Michael Osipov (Migrated from SEC-3200) said:
Currently the preauth chain wraps information in a User objects which defeats the use of the original request#getUserPrincipal. It would be helpful if a security:jee-simple (mutually exclusive with security:jee) would wrap minimally and pass the original pricipal along with the created PreAuthenticatedAuthenticationToken result.

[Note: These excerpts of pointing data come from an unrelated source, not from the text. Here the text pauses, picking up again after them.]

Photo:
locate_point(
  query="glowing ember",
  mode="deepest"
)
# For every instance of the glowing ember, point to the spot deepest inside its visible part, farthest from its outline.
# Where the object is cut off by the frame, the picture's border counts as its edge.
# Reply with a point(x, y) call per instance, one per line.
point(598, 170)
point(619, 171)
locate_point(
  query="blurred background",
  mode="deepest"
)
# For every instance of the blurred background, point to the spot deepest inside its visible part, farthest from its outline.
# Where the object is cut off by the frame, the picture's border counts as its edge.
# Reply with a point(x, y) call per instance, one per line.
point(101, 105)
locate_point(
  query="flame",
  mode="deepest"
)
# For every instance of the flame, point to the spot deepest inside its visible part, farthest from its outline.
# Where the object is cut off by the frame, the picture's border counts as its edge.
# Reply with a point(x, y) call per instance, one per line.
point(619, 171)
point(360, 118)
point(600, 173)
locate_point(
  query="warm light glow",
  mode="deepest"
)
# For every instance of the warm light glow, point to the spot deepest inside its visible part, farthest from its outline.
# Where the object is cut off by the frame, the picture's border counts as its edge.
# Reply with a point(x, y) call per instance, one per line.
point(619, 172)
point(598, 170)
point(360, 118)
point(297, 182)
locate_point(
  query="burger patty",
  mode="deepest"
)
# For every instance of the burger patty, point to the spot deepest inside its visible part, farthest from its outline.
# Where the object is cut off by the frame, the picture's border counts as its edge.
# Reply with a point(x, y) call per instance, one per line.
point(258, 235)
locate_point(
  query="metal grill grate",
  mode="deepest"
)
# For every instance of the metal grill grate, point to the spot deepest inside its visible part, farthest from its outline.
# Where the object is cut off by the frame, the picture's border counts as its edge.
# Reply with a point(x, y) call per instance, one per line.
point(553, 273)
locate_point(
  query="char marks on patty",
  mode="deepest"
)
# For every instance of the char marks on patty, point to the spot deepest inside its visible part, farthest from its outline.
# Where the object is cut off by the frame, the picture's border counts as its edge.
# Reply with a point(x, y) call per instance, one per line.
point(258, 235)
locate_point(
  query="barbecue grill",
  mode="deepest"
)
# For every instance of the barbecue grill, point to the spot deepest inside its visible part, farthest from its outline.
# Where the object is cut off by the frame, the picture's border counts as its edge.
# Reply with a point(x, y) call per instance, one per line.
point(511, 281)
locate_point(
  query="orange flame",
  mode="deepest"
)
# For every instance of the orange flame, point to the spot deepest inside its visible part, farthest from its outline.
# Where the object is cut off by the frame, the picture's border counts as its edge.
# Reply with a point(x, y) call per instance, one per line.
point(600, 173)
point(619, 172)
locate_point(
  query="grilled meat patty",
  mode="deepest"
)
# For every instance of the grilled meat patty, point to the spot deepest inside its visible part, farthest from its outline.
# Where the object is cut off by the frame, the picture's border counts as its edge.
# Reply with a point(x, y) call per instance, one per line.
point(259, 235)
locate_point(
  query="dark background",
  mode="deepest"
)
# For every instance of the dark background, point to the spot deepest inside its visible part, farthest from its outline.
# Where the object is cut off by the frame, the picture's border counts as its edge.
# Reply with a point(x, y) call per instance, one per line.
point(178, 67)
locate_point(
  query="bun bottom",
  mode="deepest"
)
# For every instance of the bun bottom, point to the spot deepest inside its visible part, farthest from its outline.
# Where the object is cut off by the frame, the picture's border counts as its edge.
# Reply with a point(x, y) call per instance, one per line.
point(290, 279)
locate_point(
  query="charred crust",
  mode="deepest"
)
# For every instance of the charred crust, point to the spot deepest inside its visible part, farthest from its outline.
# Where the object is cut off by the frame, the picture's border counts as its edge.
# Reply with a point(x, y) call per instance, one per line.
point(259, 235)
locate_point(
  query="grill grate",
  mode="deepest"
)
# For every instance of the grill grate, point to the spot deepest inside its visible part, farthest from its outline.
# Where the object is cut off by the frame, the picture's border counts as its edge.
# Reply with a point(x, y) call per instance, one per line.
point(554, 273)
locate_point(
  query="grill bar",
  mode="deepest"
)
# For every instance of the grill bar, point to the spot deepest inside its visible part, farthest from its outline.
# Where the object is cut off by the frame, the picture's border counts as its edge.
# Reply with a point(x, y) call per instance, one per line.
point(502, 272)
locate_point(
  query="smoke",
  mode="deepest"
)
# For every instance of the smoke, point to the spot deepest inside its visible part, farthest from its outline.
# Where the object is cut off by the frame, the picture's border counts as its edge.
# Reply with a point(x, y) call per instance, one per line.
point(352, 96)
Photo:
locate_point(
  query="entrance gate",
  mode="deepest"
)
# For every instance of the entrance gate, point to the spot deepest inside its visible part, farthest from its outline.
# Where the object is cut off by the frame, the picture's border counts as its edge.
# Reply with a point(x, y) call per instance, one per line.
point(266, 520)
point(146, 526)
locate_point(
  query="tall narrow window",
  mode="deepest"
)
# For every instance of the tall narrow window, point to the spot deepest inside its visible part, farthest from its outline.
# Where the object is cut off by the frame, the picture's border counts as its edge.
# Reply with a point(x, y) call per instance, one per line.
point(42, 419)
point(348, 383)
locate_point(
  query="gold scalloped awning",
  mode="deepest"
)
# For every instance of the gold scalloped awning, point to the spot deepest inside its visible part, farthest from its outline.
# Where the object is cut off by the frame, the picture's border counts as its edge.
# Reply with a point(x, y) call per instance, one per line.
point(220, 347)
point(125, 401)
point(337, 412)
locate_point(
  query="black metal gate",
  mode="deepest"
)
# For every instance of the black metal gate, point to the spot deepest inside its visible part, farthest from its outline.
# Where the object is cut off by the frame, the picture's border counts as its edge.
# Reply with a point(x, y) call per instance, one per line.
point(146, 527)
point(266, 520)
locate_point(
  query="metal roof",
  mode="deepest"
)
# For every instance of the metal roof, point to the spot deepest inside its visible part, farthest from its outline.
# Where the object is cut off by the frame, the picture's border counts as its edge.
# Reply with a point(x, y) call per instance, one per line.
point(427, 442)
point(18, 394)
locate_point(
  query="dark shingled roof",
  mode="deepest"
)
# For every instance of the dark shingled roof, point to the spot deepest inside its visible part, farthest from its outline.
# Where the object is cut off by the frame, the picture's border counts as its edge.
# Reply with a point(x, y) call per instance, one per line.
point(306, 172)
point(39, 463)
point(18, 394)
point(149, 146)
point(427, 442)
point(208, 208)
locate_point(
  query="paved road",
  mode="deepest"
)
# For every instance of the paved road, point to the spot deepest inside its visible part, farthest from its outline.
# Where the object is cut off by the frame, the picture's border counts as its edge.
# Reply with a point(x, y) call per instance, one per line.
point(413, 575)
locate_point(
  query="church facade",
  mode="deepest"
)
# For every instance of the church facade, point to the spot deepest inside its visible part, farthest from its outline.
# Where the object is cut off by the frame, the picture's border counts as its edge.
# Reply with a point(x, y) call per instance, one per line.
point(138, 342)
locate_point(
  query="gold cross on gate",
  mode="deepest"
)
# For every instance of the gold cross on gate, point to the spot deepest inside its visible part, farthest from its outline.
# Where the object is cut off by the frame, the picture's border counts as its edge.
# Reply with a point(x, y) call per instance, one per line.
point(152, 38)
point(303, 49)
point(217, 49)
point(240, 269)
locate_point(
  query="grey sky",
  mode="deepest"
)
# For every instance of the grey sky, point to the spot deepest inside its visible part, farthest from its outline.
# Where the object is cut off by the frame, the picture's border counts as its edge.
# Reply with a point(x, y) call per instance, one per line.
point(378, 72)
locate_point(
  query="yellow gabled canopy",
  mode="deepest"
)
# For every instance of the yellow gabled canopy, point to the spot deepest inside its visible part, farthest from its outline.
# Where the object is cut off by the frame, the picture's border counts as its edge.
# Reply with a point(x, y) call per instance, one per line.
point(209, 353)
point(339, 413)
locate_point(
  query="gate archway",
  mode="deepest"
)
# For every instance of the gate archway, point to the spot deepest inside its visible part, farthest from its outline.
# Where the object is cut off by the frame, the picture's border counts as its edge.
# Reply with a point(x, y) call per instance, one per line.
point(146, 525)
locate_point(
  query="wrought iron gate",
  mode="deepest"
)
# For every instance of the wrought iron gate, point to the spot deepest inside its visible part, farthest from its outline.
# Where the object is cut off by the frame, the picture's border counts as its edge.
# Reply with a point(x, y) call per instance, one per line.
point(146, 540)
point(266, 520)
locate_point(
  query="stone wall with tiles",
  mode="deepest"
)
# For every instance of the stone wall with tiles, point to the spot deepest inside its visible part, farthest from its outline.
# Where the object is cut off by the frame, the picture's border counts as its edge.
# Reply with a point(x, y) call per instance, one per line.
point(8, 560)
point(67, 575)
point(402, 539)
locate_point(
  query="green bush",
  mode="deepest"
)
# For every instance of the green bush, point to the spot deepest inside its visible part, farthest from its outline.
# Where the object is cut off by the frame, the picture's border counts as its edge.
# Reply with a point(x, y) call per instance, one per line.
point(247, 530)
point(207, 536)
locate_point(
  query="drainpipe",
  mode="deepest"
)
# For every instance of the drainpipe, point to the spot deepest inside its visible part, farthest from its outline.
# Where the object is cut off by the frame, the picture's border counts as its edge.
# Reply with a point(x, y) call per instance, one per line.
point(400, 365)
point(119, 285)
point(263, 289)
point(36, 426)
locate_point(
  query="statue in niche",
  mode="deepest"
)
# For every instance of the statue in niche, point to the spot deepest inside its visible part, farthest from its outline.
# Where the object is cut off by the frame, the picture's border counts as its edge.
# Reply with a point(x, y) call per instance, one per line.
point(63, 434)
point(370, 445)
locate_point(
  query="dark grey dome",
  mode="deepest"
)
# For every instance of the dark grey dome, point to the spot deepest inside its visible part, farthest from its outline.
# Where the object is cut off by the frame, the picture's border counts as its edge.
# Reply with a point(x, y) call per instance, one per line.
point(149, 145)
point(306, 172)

As far as I can see, one would need to change the following spots:
Copy J2eePreAuthenticatedProcessingFilter to JeeSimplePreAuthenticatedProcessingFilter and change:
protected Object getPreAuthenticatedPrincipal(HttpServletRequest httpRequest) {
Object principal = httpRequest.getUserPrincipal();
if (logger.isDebugEnabled()) {
logger.debug("PreAuthenticated J2EE principal: " + principal);
}
return principal;
}
Copy PreAuthenticatedAuthenticationProvider to SimplePreAuthenticatedAuthenticationProvider and change #authenticate():
{
// Copy authentication authentication to result, no user details service necessary
}
PreAuthenticatedGrantedAuthoritiesUserDetailsService would not be used.
This is related to SEC-3199 and would bring the behavior on par with it.
Comment From: michael-o
Is there any remedy to the issue after five years?
Comment From: jgrandja
@michael-o This would be a new feature enhancement:
Copy
J2eePreAuthenticatedProcessingFiltertoJeeSimplePreAuthenticatedProcessingFilter...
Given that this issue is quite old and there has been no activity on it, I'm going to close this since there is no demand for adding this new feature.
For further context, please see this comment.